Reputation: 85
I am using Tesseract 4.0 and I am trying to OCR some invoices. My problem is that it gives wrong results for some letters, for example I will get a $ or an 8 when the letter is actually S.
The weird things is that some S's are guessed correctly, but some S's or not, and this applies to other letters as well.
My question is, how can I train Tesseract to handle these cases better?
Also, I was wonderinf if Tesseract misinterprets S in S.A. as being a number because of the dots.

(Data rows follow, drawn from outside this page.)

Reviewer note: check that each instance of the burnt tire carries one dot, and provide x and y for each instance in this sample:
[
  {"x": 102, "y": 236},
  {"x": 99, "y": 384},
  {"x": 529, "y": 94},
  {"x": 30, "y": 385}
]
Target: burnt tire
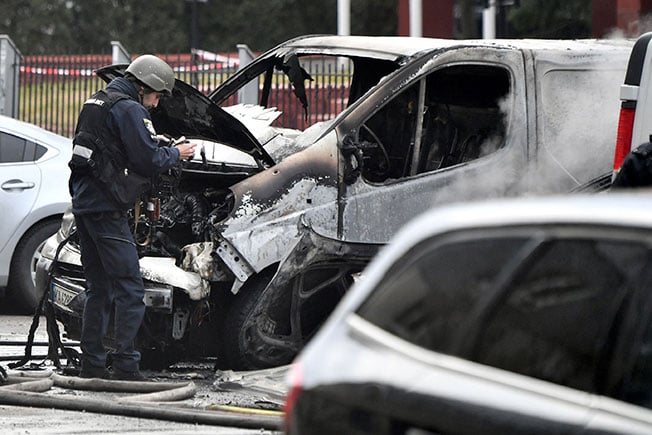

I have attached the image that I am having problems with.
Thanks,
Alexandra
Upvotes: 0
Views: 693
Reputation: 2357
What you should do is apply some preprocessing stages.
Since your font is quite noisy - simple erosion and dilation would give a better input image:
erode(image, image, getStructuringElement(MORPH_RECT, Size(2, 4)));
dilate(image, image, getStructuringElement(MORPH_RECT, Size(4, 4)));
Output for that image is
S.C. Carpatcement Hording S.A.
By the way i noticed that if you would use OEM_TESSERACT_ONLY (no LSTM) on the initial image it would give correct results for initial image as well as preprocessed one.
Upvotes: 0
Reputation: 341
You can't really "train" tesseract. What you can do is tweaking the contrast and/or brightness of the picture you pass it in order to get better results. Tesseract also allows you to specify the language your text is in with the -l option, although I couldn't really tell an improvement in its accuracy, but your mileage may vary.
Upvotes: 1